Após decisão de Gilmar Mendes, Senado articula PECs que redefinem indicações ao STF, ampliam vagas e criam limites de mandato.
O clima entre o Senado e o Supremo Tribunal Federal (STF) voltou a esquentar após a decisão do ministro Gilmar Mendes que restringiu o poder do Congresso no processo de impeachment de magistrados. Como reação, líderes partidários da base do governo e da oposição discutem, a portas fechadas, uma série de mudanças constitucionais que podem alterar profundamente a forma como o STF é composto.

Entre as propostas está a criação de uma “superPEC”, que reuniria diversas Propostas de Emenda à Constituição já apresentadas nos últimos anos. A ideia mais debatida hoje envolve ampliar de 11 para até 15 vagas no Supremo. Com isso, parte das novas cadeiras deixaria de ser indicação exclusiva do presidente da República e passaria a ser preenchida também por Senado e Câmara dos Deputados.
Um dos textos considerados base dessa articulação é a PEC do senador Plínio Valério (PSDB-AM), de 2019, que estabelece mandato de oito anos para ministros, substituindo a aposentadoria compulsória aos 75 anos. Outra proposta, assinada por Angelo Coronel (PSD-BA), sugere dividir as indicações das atuais vagas entre os Poderes: três da Câmara, três do Senado e cinco do Executivo, com possibilidade de recondução.
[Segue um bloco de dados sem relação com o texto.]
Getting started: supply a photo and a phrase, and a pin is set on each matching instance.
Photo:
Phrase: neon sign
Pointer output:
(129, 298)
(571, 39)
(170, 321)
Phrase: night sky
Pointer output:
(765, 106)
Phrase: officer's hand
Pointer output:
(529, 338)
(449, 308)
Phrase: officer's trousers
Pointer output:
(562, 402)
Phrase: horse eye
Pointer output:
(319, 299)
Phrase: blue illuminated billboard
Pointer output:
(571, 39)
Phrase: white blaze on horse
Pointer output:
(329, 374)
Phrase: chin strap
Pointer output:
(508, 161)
A PEC mais recente, apresentada por Carlos Portinho (PL-RJ), exige que as indicações do presidente ao Supremo sigam uma lista tríplice formada pelo Conselho Nacional de Justiça (CNJ) e limita o mandato dos ministros a dez anos, sem recondução.
Dentro das discussões internas, há ainda quem defenda que o Ministério Público e a Ordem dos Advogados do Brasil (OAB) também possam indicar ministros, em modelo semelhante ao do Superior Tribunal de Justiça (STJ).
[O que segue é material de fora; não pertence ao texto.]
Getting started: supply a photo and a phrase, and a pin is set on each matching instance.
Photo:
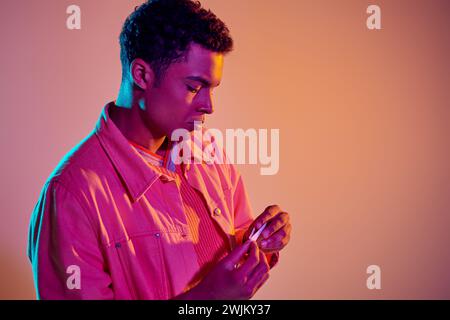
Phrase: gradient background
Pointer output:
(363, 118)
A movimentação surge após Gilmar Mendes determinar que apenas o procurador-geral da República pode apresentar denúncias contra ministros por crimes de responsabilidade, retirando dos cidadãos a possibilidade de requerer abertura de processo no Senado. Para grande parte dos senadores, a decisão reduz a autonomia do Legislativo.
Além das PECs, deve avançar o Projeto de Lei 1.388/23, de Rodrigo Pacheco (PSD-MG), que atualiza a Lei do Impeachment e amplia as autoridades sujeitas à cassação. O texto prevê que partidos políticos, OAB e cidadãos desde que cumpram requisitos de iniciativa popular possam protocolar denúncias.
A votação na Comissão de Constituição e Justiça está prevista para 10 de dezembro, e o tema promete gerar amplo debate entre os Poderes.